Medina-Diaz-Cortés Guillermo, Brancaccio-Pérez Irma Valeria, Esparza-Estrada Isaac, Barbosa-Camacho Francisco José, Fuentes-Orozco Clotilde, González-Hernández Paola Guadalupe, Chejfec-Ciociano Jonathan Matías, Ramírez-Sánchez Marco Vinicio, Sánchez-López Veronica Alexandra, Cortés-Flores Ana Olivia, Álvarez-Villaseñor Andrea Socorro, Chávez-Tostado Mariana, Cervantes-Pérez Enrique, Cervantes-Guevara Gabino, Cervantes-Cardona Guillermo Alonso, González-Ojeda Alejandro
Biomedical Research Unit 02. Specialties Hospital, Western Medical Center, Mexican Institute of Social Security, Avenida Belisario Domínguez 1000, 44430, Guadalajara, Jalisco, Mexico.
Medical Auxiliary Coordination of Health Research, Mexican Institute of Social Security, Calle Francisco I. Madero 315, 23020, La Paz, Baja California Sur, Mexico.
World J Surg. 2022 Feb;46(2):356-361. doi: 10.1007/s00268-021-06367-y. Epub 2021 Nov 3.
Postoperative symptoms and pain after laparoscopic cholecystectomy (LC) are common in women. However, there is no evidence of differences in incidence and severity among different age groups. We evaluated whether adverse postoperative symptoms were more common in younger than in older women after LC.
One hundred and fifty premenopausal (mean age 37.6 ± 3.6 y) and 145 postmenopausal women (59 ± 5.2 y) were included in this retrospective cohort study. Clinical and anthropometric parameters were analyzed. Study endpoints were the incidences of postoperative nausea and vomiting (PONV) and pain, and the additional analgesics and antiemetics needed after surgery.

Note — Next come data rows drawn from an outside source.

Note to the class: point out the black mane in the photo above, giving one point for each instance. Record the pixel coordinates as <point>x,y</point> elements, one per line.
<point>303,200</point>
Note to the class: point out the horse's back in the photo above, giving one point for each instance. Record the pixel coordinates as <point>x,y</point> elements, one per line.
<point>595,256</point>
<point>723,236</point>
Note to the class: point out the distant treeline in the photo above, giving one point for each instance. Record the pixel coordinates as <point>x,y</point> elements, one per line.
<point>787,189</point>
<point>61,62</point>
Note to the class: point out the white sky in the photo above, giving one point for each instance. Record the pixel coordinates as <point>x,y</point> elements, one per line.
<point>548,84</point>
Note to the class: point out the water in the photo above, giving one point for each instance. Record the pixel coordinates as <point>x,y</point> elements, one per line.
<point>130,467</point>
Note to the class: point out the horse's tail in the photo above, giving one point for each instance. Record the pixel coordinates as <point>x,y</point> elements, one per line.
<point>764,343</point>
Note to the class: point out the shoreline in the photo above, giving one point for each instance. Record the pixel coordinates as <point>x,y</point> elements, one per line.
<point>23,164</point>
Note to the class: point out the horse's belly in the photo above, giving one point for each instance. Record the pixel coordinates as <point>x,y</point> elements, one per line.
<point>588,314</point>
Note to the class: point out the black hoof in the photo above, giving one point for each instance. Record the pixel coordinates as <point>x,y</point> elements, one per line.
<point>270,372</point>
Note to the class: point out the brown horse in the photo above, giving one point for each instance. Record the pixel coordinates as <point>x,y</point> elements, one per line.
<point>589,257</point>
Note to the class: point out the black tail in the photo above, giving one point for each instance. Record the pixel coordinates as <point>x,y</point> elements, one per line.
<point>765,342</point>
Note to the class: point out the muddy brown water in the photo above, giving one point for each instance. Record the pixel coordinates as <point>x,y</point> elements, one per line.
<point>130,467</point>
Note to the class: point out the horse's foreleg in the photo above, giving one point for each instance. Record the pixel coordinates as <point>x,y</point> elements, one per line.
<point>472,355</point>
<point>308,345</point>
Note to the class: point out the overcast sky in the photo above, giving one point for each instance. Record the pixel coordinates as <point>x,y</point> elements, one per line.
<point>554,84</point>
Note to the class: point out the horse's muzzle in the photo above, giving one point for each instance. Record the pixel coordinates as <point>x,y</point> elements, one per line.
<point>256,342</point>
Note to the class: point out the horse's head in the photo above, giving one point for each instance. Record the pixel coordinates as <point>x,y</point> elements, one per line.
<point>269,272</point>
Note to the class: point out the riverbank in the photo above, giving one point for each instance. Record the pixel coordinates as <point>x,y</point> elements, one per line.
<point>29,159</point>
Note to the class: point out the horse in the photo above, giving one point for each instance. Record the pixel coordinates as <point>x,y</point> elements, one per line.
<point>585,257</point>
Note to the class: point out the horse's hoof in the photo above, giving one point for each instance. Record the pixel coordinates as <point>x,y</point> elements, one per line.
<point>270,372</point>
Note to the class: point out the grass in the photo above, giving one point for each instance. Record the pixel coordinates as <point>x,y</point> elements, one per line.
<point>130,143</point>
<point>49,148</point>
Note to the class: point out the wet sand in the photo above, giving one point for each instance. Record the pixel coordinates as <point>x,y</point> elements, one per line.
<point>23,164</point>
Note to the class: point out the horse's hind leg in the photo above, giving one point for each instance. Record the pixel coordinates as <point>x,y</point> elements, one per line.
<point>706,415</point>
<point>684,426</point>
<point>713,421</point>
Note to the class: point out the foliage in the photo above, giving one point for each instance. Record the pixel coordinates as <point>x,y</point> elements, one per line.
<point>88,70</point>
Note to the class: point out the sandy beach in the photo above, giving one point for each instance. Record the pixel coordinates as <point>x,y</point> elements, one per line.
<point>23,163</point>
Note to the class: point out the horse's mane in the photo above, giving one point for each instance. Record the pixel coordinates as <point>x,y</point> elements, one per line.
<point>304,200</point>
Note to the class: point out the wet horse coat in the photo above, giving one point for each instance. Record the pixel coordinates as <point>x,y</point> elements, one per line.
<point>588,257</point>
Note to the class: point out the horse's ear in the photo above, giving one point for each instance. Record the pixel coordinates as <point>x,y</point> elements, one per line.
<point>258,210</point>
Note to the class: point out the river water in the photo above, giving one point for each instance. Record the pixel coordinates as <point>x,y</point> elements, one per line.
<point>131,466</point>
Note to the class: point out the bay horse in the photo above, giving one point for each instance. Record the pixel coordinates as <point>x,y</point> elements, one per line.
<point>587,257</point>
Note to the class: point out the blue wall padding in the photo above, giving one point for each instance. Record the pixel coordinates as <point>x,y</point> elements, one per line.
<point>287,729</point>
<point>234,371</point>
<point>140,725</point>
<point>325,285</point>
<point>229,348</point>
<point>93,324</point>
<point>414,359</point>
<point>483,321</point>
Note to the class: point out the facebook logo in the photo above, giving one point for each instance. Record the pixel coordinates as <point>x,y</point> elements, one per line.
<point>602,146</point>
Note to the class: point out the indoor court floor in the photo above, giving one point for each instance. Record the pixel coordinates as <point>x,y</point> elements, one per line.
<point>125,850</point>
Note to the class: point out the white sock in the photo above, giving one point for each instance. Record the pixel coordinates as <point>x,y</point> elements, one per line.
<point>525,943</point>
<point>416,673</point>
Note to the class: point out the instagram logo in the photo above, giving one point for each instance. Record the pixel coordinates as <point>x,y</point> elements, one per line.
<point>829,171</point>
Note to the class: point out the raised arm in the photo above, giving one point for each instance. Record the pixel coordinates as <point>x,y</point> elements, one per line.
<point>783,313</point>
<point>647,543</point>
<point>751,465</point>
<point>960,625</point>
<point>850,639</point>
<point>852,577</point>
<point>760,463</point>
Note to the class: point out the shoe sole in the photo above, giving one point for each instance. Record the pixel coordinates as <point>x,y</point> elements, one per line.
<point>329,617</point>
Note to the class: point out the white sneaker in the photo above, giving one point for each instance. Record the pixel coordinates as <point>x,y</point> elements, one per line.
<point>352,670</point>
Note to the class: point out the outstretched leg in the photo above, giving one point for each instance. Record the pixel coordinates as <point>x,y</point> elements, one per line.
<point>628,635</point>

Body mass index was normal in 42.7% of patients in the younger group and 64.8% in the older group (P < 0.001). Reported pain was more frequent and intense in the younger group throughout the study period (P < 0.01). Additional narcotics were required in 18% of premenopausal versus 7.6% of postmenopausal women (P = 0.001), and the doses used to reduce pain were higher for premenopausal women (P = 0.02). PONV was more frequent in the younger group at 1 and 6 h after surgery (P < 0.005). Rescue antiemetics were required in 29 premenopausal and 13 postmenopausal women (P = 0.01). Hospital stay was shorter for the older patients (P = 0.01). Minor morbidity was observed in both groups (0.7% and 2.1%). There was no mortality.
Early PONV and pain after LC were more frequent in premenopausal women, who also required more rescue analgesic and antiemetic medication.
腹腔镜胆囊切除术(LC)后出现的术后症状和疼痛在女性中很常见。然而,尚无证据表明不同年龄组在发病率和严重程度上存在差异。我们评估了LC术后不良症状在年轻女性中是否比老年女性更常见。
本回顾性队列研究纳入了150名绝经前女性(平均年龄37.6±3.6岁)和145名绝经后女性(59±5.2岁)。分析了临床和人体测量参数。研究终点为术后恶心呕吐(PONV)和疼痛的发生率,以及术后所需的额外镇痛药和止吐药。
年轻组42.7%的患者体重指数正常,老年组为64.8%(P<0.001)。在整个研究期间,年轻组报告的疼痛更频繁、更剧烈(P<0.01)。18%的绝经前女性需要额外使用麻醉药,而绝经后女性为7.6%(P=0.001),绝经前女性用于减轻疼痛的剂量更高(P=0.02)。术后1小时和6小时,年轻组PONV更频繁(P<0.005)。29名绝经前女性和13名绝经后女性需要使用抢救性止吐药(P=0.01)。老年患者住院时间较短(P=0.01)。两组均观察到轻微并发症(0.7%和2.1%)。无死亡病例。
绝经前女性LC术后早期PONV和疼痛更频繁,她们也需要更多的抢救性镇痛和止吐药物。